Cette manifestation de soutien fait suite à une intervention rapide des États-Unis la semaine dernière, au cours de laquelle Washington a offert un financement de 20 milliards de dollars et acheté directement des pesos pour soutenir la monnaie après des semaines de fortes baisses.

Tata Capital fait ses débuts en bourse après la plus grande introduction en bourse de l’année en Inde

Tata Capital Ltd. a fait ses débuts à Mumbai après que la société a conclu son introduction en bourse de 155 milliards de roupies (1,7 milliard de dollars), la plus importante de l’Inde cette année.

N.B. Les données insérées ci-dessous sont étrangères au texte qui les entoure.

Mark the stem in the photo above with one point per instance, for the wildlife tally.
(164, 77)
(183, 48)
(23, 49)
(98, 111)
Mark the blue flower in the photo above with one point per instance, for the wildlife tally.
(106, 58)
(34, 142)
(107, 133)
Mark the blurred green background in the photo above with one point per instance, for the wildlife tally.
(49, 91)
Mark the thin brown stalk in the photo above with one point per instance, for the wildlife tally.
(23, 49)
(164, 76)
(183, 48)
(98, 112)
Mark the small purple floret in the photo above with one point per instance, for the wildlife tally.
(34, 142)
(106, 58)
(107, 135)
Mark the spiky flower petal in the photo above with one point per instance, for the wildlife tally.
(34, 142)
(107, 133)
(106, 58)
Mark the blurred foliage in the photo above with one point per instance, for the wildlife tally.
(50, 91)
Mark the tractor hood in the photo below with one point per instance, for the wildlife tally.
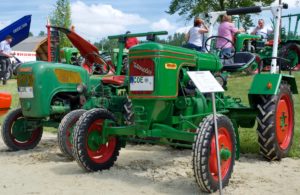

L’action a ouvert en hausse de 1,2 % par rapport à son prix d’introduction en bourse, un bon début pour le plus grand flottant du pays depuis l’accord record de 3,3 milliards de dollars de Hyundai Motor India l’année dernière.

Ces débuts réussis sont surveillés de près comme un baromètre du marché des introductions en bourse de plus en plus chaud du pays, l’unité indienne de LG Electronics devant commencer à être cotée mardi.

Le Canada cherche à apaiser les tensions avec la Chine et l’Inde alors que Trump s’enfonce

Le Canada s’engage dans une mission diplomatique délicate pour renforcer ses liens avec la Chine et l’Inde, une décision qui survient alors qu’il reste dans des négociations commerciales précaires avec une administration américaine qui a intensifié sa propre guerre tarifaire avec Pékin.

La ministre des Affaires étrangères, Anita Anand, se rendra cette semaine à New Delhi, Mumbai et Hangzhou pour une série de réunions de haut niveau. La tâche est difficile, car toute mesure visant à apaiser les tensions avec la Chine devra être prise avec prudence afin d’éviter des représailles de la part du président américain Donald Trump.

« Il s’agit d’un pays souverain », a déclaré Mme Anand dans une entrevue avec Bloomberg News, lorsqu’on lui a demandé comment le Canada pouvait équilibrer ses relations.

Les actions des terres rares se redressent alors que la querelle entre les États-Unis et la Chine alimente les craintes concernant l’approvisionnement

Une nouvelle vague de tensions entre Pékin et Washington au sujet des exportations chinoises de minéraux critiques a fait grimper les actions de terres rares, les investisseurs pariant sur les perspectives de fournisseurs alternatifs.

La société minière australienne Arafura Rare Earths Ltd. a augmenté de 27 % pour atteindre son plus haut niveau en plus de deux ans, tandis que le producteur mondial établi Lynas Rare Earths Ltd. a grimpé de 8,5 %.

Cette augmentation fait suite à une nouvelle prise de bec entre les États-Unis et la Chine au sujet des plans de Pékin visant à renforcer ses contrôles à l’exportation, une décision qui a alimenté une pression des décideurs politiques occidentaux pour réduire leur dépendance vis-à-vis du géant asiatique.